Scientific classification
- Kingdom: Animalia
- Phylum: Chordata
- Class: Amphibia
- Order: Anura
- Family: Rhacophoridae
- Genus: Zhangixalus
- Species: Z. thaoae
- Binomial name: Zhangixalus thaoae Nguyen, Ziegler et al., 2024

= Zhangixalus thaoae =

- Authority: Nguyen, Ziegler et al., 2024

Species of frog

Zhangixalus thaoae, or Thao's tree frog, is a species of frog in the family Rhacophoridae found in Lào Cai province, northwestern Vietnam. It was described by Nguyen et al. in 2024 by specimens found in evergreen montane tropical forest at an elevation of about 1,883 meters above sea level. The species is named after the first author's wife, Nguyen Thi Thanh Thao, as a sign of gratitude for her support of research activities.

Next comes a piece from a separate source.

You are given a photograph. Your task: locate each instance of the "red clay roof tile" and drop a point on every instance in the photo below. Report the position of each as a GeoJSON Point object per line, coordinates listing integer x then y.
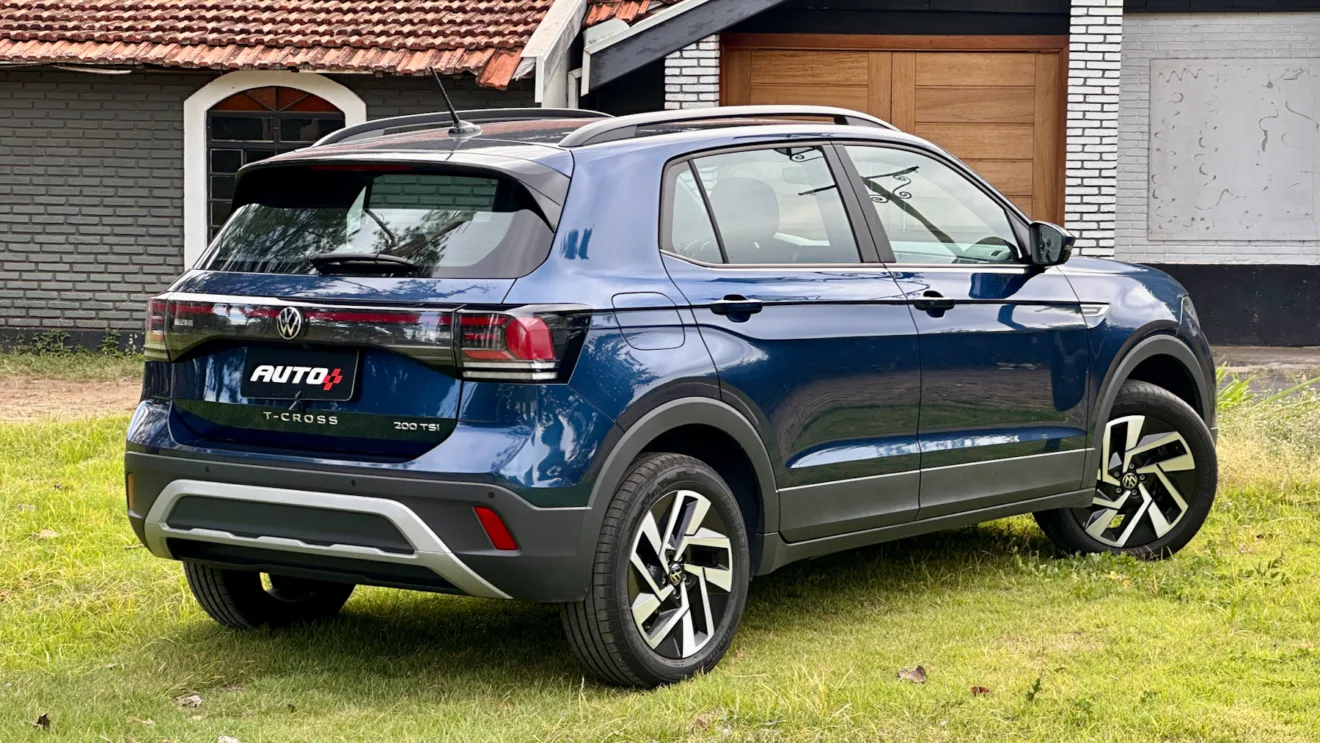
{"type": "Point", "coordinates": [481, 37]}
{"type": "Point", "coordinates": [626, 11]}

It mostly resembles Z. yaoshanensis but is distinguished by its smaller size (SVL 30.1–32.2 mm in males), coloration, and is genetically distant enough to be recognized as a separate species. Genetically, Z. thaoae is closest to Z. jodiae, Z. pinglongensis, and Z. yaoshanensis in the Z. chenfui group. According to the authors of the description, it is possible that in the future the species will be found in the evergreen forests of Guangxi province in southern China. Due to the lack of data on the species, the authors of the description recommended that the IUCN assign it Data Deficient status.